5.Serious Health Conditions: Older cats can develop hyperthyroidism, heart conditions, and diabetes. Dry skin are usually early indications of one of these illnesses.
The 5 treatments
1. A Better Diet
More Protein: Most commercial dry cat food do not contain sufficient amount of protein that a cats needs. They “are low on protein and high on carbs, which is the opposite of what nature requires for a cat’s health. The solution? More protein. Consider buying a higher protein food and/or mixing some wet food into your cat’s diet, and see how their skin fares,” Leonardo stressed.
Eliminating Allergens: Ask your vet immediately for a plan to identify the cause of allergy.
2. Omega 3 Fatty Acids & Other Supplements
If your cat has a well-balanced diet, you can ask your vet if you can give an Omega 3 supplement.
“The benefits of fish oil for pets even go beyond skin moisture -- some tests indicate it may help prevent cancer. You may also consider a more general supplement, like Dermatrix, that includes keratin for skin health,” Leonardo said.

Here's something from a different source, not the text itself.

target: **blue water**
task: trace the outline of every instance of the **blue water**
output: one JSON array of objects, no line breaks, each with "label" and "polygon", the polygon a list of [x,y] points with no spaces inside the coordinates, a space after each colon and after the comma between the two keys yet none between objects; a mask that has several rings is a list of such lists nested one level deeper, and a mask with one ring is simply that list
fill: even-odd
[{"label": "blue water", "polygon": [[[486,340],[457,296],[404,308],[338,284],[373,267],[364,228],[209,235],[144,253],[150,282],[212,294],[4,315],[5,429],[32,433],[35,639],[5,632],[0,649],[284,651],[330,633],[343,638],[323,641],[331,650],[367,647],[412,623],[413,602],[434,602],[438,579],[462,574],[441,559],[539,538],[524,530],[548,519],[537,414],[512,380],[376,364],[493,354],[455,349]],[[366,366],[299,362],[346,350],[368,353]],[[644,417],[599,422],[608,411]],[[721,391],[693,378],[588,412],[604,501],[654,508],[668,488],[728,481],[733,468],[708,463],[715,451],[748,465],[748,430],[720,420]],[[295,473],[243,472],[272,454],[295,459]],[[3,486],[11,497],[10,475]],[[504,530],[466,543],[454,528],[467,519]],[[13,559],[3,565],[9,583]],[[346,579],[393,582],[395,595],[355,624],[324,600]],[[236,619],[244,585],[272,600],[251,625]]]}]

3. Topical Treatments, Shampoos, and Grooming
Shampoos: Use shampoo only if your cat is very dirty, greasy, or sticky. If not, there is no reason to bathe a cat, Leonardo said.

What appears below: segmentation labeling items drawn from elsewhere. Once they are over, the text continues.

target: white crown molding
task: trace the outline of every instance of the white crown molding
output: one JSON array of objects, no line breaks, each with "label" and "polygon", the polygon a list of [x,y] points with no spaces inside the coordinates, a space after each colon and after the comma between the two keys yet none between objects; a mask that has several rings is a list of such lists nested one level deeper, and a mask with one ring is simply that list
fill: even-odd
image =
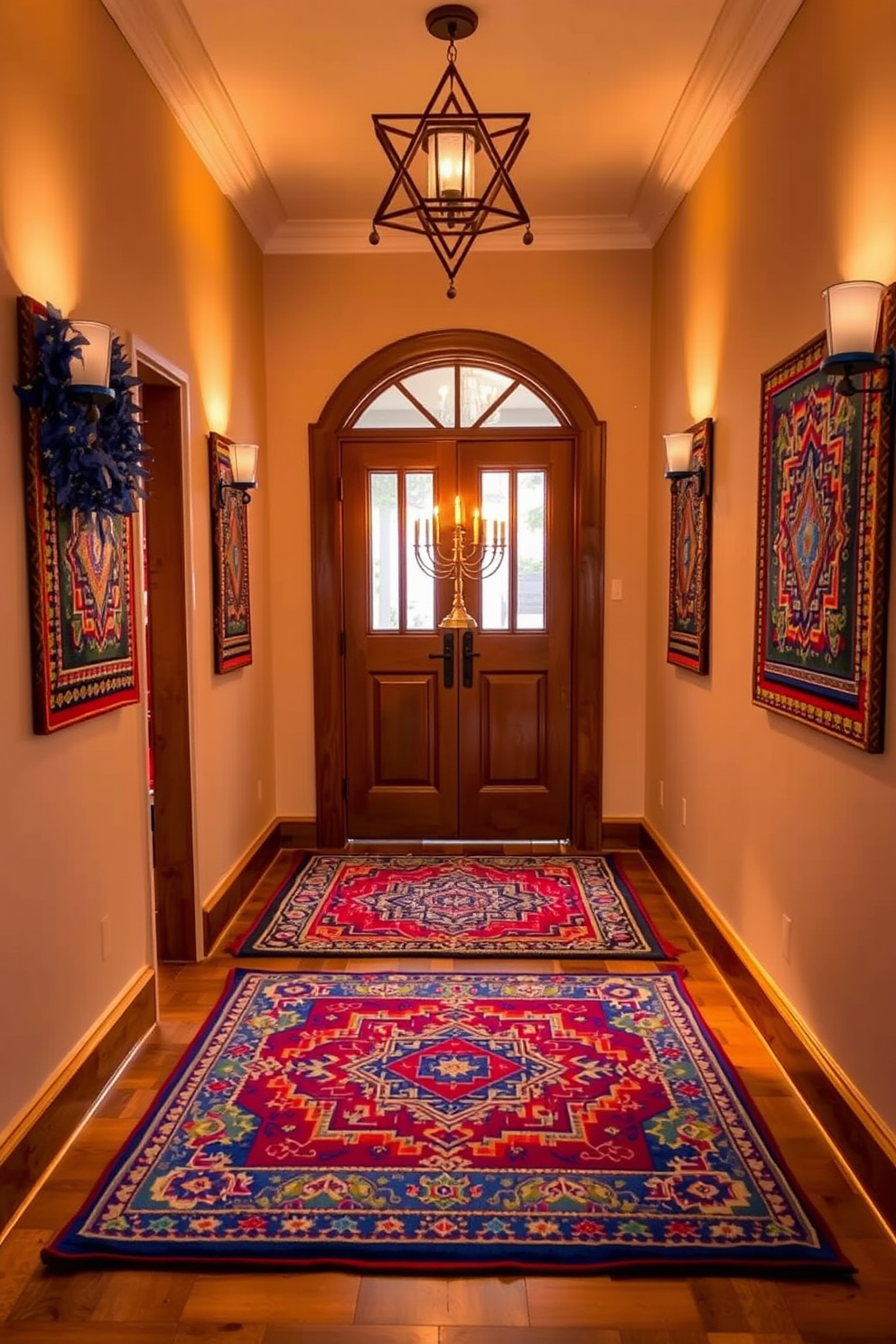
[{"label": "white crown molding", "polygon": [[724,4],[638,191],[634,218],[652,245],[705,168],[801,4]]},{"label": "white crown molding", "polygon": [[[267,242],[273,255],[336,253],[424,253],[430,243],[420,234],[383,228],[373,247],[369,219],[287,219]],[[477,251],[619,251],[650,247],[650,238],[629,215],[545,215],[532,220],[535,242],[523,243],[517,228],[481,234]]]},{"label": "white crown molding", "polygon": [[102,0],[181,130],[259,247],[286,219],[181,0]]},{"label": "white crown molding", "polygon": [[[222,192],[266,253],[369,253],[369,220],[287,219],[183,0],[102,0]],[[802,0],[725,0],[629,215],[532,220],[543,251],[652,247],[728,129]],[[477,251],[520,246],[508,230]],[[383,230],[380,251],[426,250]]]}]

Flea and tick Topical treatments will remove lice or flea infestations, which may skin issues.
Brushing your cat regularly will help spread their natural skin oils.
4. Antibiotics & Antifungals
The vet will prescribe medicine like antibiotic for any infection-related skin condition.
5. Household Changes
Dry Heat: If the air is very dry due to the hot weather or use of heater, use a humidifier in the room where your cat spends the most time in.
Allergies: “Have you changed laundry detergents? Brought in a new scratching post? Started using a new household cleaner? Your cat’s dry skin could be a reaction or an allergy to one of these substances,” Loenardo said.